Le la septicémie consiste en une réponse inflammatoire du corps humain qui agit comme un mécanisme de défense avant une infection grave, généralement causée par une bactérie, bien qu’elle puisse également être déclenchée par d’autres micro-organismes tels que des champignons, des virus ou des parasites. Cette réaction exagéré Le système immunitaire est très sérieux et peut provoquer la mort dans environ un cas sur trois, car il empêche le sang de fonctionner normalement et des petits caillots peuvent se former, interrompant ainsi le flux sanguin vers les organes vitaux.

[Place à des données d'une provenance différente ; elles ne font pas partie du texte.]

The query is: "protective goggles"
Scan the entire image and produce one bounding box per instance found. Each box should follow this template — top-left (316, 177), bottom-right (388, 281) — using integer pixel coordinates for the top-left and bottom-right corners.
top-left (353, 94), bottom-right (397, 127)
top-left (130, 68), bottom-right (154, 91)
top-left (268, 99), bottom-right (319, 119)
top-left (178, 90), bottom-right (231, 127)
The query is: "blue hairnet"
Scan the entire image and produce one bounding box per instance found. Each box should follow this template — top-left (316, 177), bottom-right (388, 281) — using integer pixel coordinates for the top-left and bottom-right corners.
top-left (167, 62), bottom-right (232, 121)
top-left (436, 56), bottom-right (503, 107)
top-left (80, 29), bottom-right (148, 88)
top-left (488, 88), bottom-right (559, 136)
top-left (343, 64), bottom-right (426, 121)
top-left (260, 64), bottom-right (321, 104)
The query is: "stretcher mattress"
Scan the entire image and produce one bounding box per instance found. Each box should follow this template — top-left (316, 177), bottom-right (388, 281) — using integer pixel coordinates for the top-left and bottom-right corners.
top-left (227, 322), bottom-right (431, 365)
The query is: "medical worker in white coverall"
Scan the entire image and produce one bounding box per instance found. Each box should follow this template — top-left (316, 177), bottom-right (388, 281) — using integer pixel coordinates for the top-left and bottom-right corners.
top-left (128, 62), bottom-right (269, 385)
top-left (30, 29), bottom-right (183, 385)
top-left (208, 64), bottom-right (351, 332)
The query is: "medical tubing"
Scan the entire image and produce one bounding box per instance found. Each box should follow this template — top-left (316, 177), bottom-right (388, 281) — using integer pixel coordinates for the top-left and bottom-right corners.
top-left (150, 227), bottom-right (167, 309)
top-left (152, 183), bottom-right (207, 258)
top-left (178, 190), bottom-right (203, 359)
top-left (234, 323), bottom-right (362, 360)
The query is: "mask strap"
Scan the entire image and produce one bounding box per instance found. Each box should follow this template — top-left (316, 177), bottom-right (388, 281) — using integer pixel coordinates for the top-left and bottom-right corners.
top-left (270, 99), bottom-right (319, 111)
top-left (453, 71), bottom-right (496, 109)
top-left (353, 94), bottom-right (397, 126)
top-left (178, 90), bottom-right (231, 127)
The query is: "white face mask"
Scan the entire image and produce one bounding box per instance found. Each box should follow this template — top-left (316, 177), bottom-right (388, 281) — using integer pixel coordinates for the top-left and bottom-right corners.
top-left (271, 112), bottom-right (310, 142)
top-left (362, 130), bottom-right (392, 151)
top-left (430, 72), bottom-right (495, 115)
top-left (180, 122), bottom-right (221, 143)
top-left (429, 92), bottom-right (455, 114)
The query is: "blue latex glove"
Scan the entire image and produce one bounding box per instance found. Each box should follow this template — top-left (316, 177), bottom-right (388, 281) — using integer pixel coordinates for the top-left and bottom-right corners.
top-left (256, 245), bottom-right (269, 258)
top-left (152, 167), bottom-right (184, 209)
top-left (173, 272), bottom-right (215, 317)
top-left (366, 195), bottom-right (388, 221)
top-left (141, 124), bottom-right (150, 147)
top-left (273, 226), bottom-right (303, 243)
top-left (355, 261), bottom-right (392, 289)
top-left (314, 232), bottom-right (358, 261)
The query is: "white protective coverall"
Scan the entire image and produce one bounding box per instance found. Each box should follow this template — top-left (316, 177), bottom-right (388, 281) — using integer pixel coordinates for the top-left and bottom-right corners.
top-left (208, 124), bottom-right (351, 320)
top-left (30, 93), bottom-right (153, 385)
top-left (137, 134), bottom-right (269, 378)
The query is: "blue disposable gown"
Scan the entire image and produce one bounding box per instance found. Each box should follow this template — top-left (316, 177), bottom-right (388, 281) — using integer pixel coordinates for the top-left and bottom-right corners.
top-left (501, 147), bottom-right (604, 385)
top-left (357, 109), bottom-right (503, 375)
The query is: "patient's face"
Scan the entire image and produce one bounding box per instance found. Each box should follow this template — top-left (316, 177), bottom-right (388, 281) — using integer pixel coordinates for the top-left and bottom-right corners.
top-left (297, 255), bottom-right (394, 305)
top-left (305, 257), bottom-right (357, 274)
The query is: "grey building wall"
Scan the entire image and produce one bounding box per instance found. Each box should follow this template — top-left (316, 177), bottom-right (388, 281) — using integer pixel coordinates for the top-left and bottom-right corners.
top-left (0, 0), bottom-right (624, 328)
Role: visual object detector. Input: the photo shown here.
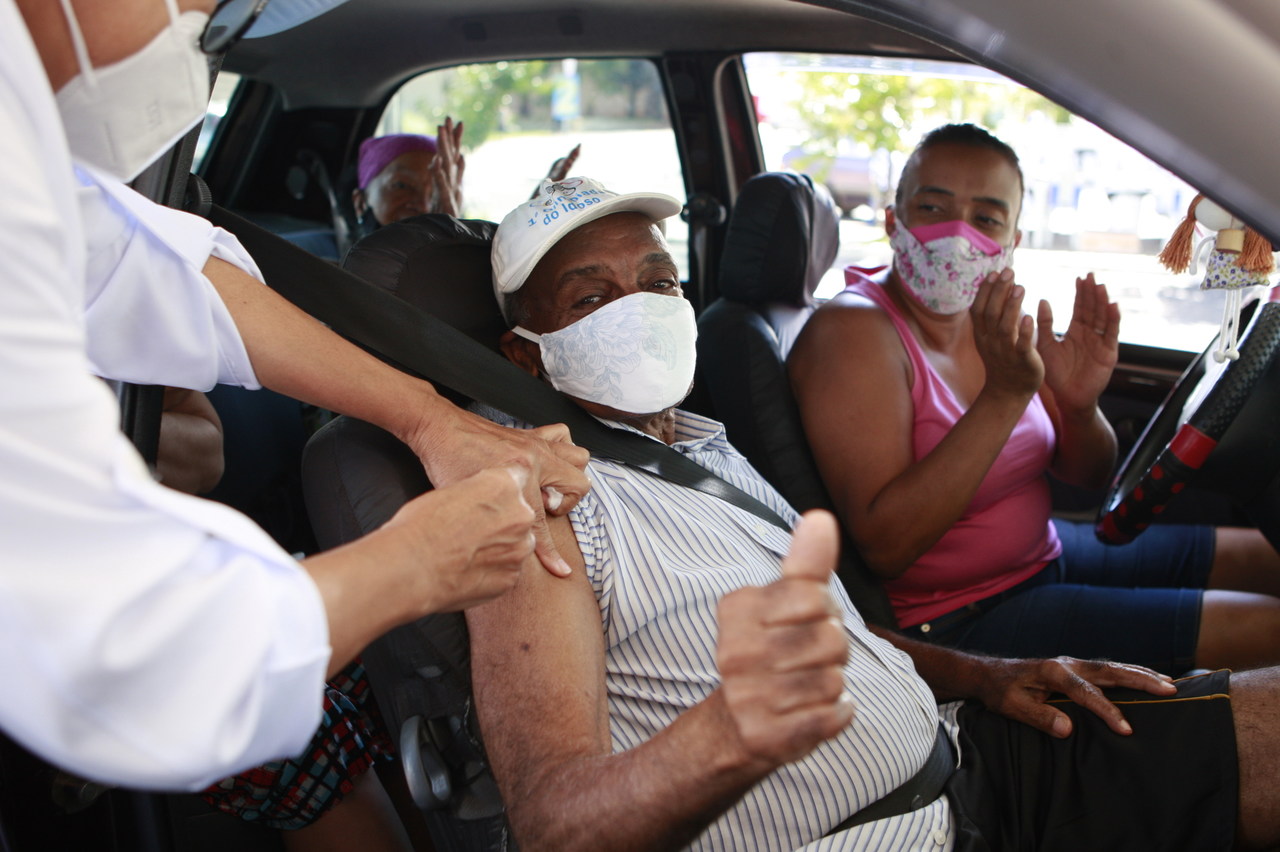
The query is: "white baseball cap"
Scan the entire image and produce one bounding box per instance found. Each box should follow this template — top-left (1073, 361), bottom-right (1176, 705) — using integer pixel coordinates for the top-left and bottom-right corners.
top-left (492, 178), bottom-right (684, 320)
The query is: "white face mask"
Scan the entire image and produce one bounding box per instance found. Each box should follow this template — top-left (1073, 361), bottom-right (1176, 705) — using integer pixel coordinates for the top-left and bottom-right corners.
top-left (58, 0), bottom-right (209, 182)
top-left (512, 293), bottom-right (698, 414)
top-left (888, 220), bottom-right (1014, 313)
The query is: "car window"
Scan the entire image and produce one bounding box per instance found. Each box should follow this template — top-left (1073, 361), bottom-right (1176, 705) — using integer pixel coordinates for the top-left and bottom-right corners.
top-left (745, 54), bottom-right (1264, 352)
top-left (191, 72), bottom-right (241, 173)
top-left (378, 59), bottom-right (689, 279)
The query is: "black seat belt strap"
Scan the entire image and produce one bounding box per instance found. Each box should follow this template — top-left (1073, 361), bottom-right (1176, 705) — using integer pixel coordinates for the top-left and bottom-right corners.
top-left (827, 725), bottom-right (956, 837)
top-left (209, 206), bottom-right (790, 530)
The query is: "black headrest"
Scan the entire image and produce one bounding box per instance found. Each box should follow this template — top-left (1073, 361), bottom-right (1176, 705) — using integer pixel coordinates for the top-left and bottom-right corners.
top-left (719, 171), bottom-right (840, 307)
top-left (342, 214), bottom-right (507, 351)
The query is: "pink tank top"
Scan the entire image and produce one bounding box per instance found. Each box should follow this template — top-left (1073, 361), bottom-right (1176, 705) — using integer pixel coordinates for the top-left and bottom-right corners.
top-left (845, 266), bottom-right (1062, 627)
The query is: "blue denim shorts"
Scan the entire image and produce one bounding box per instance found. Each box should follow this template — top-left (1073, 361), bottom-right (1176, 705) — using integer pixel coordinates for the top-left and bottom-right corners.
top-left (904, 521), bottom-right (1213, 674)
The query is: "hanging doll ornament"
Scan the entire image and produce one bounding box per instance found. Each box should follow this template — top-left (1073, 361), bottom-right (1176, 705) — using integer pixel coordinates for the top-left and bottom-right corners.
top-left (1160, 194), bottom-right (1275, 362)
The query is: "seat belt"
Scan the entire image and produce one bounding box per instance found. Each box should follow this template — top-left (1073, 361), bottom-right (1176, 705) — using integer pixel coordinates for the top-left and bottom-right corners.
top-left (209, 205), bottom-right (791, 531)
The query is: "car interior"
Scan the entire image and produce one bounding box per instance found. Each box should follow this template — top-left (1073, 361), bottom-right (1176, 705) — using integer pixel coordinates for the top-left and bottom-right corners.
top-left (0, 0), bottom-right (1280, 852)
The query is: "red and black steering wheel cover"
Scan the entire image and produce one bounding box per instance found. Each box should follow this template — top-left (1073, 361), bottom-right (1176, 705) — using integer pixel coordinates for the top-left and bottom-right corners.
top-left (1094, 302), bottom-right (1280, 545)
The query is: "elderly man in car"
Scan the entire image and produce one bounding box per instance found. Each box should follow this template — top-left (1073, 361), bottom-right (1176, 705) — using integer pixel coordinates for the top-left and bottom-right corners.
top-left (467, 178), bottom-right (1280, 851)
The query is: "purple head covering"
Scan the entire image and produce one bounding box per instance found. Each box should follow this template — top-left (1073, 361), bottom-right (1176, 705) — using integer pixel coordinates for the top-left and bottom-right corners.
top-left (356, 133), bottom-right (435, 189)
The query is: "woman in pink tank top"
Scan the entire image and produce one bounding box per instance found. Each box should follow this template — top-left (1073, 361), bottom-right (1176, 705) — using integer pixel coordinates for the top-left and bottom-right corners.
top-left (788, 125), bottom-right (1280, 669)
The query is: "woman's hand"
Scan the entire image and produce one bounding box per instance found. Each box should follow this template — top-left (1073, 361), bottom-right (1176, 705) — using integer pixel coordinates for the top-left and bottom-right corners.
top-left (969, 269), bottom-right (1044, 400)
top-left (430, 116), bottom-right (467, 216)
top-left (1036, 272), bottom-right (1120, 414)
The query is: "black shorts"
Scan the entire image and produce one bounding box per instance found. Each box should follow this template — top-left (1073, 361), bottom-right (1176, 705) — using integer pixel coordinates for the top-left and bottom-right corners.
top-left (946, 672), bottom-right (1239, 852)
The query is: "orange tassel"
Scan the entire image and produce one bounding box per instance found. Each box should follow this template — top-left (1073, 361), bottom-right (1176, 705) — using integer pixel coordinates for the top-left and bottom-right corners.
top-left (1158, 194), bottom-right (1204, 272)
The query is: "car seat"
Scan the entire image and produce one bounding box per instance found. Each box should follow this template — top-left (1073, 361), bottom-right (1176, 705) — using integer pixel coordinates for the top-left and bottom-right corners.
top-left (302, 214), bottom-right (515, 852)
top-left (698, 171), bottom-right (897, 628)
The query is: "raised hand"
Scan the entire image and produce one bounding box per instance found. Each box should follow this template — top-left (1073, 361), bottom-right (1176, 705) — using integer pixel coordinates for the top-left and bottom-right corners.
top-left (1036, 272), bottom-right (1120, 411)
top-left (716, 510), bottom-right (854, 770)
top-left (975, 656), bottom-right (1176, 737)
top-left (430, 116), bottom-right (467, 216)
top-left (969, 269), bottom-right (1044, 400)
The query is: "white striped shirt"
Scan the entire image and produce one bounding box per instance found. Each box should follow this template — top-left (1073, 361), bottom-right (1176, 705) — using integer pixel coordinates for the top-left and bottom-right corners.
top-left (484, 411), bottom-right (954, 852)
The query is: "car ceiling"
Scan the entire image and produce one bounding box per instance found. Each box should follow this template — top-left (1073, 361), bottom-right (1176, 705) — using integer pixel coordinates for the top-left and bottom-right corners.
top-left (225, 0), bottom-right (1280, 239)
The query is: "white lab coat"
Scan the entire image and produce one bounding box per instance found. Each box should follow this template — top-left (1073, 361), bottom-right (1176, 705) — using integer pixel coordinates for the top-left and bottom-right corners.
top-left (0, 0), bottom-right (329, 789)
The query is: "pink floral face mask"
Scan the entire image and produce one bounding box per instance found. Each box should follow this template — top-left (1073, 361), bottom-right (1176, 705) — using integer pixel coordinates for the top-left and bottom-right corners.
top-left (888, 220), bottom-right (1014, 313)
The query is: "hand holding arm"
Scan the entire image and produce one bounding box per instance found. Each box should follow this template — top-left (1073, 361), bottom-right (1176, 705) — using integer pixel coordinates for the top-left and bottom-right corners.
top-left (302, 466), bottom-right (534, 674)
top-left (205, 252), bottom-right (590, 573)
top-left (1036, 272), bottom-right (1120, 486)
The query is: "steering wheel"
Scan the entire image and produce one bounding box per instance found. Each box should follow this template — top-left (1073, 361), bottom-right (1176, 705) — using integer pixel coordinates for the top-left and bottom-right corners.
top-left (1094, 295), bottom-right (1280, 545)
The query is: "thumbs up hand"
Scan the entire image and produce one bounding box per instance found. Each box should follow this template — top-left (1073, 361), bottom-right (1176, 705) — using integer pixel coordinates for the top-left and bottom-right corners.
top-left (716, 510), bottom-right (854, 771)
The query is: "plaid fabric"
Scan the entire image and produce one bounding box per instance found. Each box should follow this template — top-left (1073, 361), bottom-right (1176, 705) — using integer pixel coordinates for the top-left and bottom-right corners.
top-left (200, 660), bottom-right (392, 830)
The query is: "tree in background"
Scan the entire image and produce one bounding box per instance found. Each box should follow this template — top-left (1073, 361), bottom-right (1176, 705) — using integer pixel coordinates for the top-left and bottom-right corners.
top-left (781, 61), bottom-right (1070, 197)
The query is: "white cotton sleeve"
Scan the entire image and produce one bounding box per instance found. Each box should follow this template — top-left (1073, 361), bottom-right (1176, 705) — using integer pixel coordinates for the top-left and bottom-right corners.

Afin de mieux comprendre en quoi elle consiste, il est nécessaire de définir certaines manifestations du sepsis, qui, classées du moins grave au plus grave, sont les suivantes:

  • Bactériémie: présence de bactéries dans le sang. On parle de virémie, de fongémie ou de parasitémie pour désigner respectivement les virus, les champignons et les parasites. La bactériémie n’est pas en soi une manifestation de la septicémie, mais c’est une condition nécessaire à son apparition. Sans bactériémie, il n'y a pas de septicémie.
  • Syndrome de réponse inflammatoire systémique (SIRS): il s’agit d’une inflammation généralisée, provoquée par une infection (microorganisme pathogène) ou par d’autres processus (pancréatite, traumatismes, hémorragies, etc.), reconnue par la présence de deux ou plusieurs des phénomènes suivants:
    • Fièvre (température corporelle supérieure à 38 ° C) ou hypothermie (température inférieure à 36 ° C).
    • Fréquence cardiaque supérieure à 90 battements par minute.
    • Fréquence respiratoire supérieure à 24 respirations par minute ou taux de dioxyde de carbone dans le sang faible (cela se produit lorsque la respiration est plus rapide que la normale, de sorte que le dioxyde de carbone est éliminé plus rapidement).
    • Leucocytose (c'est-à-dire plus de 12 000 globules blancs par microlitre de sang), leucopénie (moins de 4 000 globules blancs par microlitre de sang) ou ce que l'on appelle en termes médicaux «déviation gauche» (c'est-à-dire sa présence dans le sang) plus de 10% de globules blancs immatures, lorsqu'il est normal que ce pourcentage soit inférieur).
  • Sepsis sévère: il associe, en plus de ce qui a été décrit ci-dessus, des données indiquant une diminution de la circulation sanguine dans certaines régions du corps, telles que, par exemple, la présence d’une basse pression sanguine ou une diminution de la quantité d’urine expulsée. La septicémie grave comporte un risque de mortalité élevé.
  • Choc septique: sepsis sévère avec une pression artérielle basse qui persiste malgré l'administration de sérum intraveineux (qui devrait contribuer à l'augmenter), il est donc nécessaire d'administrer des médicaments par voie intraveineuse afin d'obtenir une élévation de la pression artérielle.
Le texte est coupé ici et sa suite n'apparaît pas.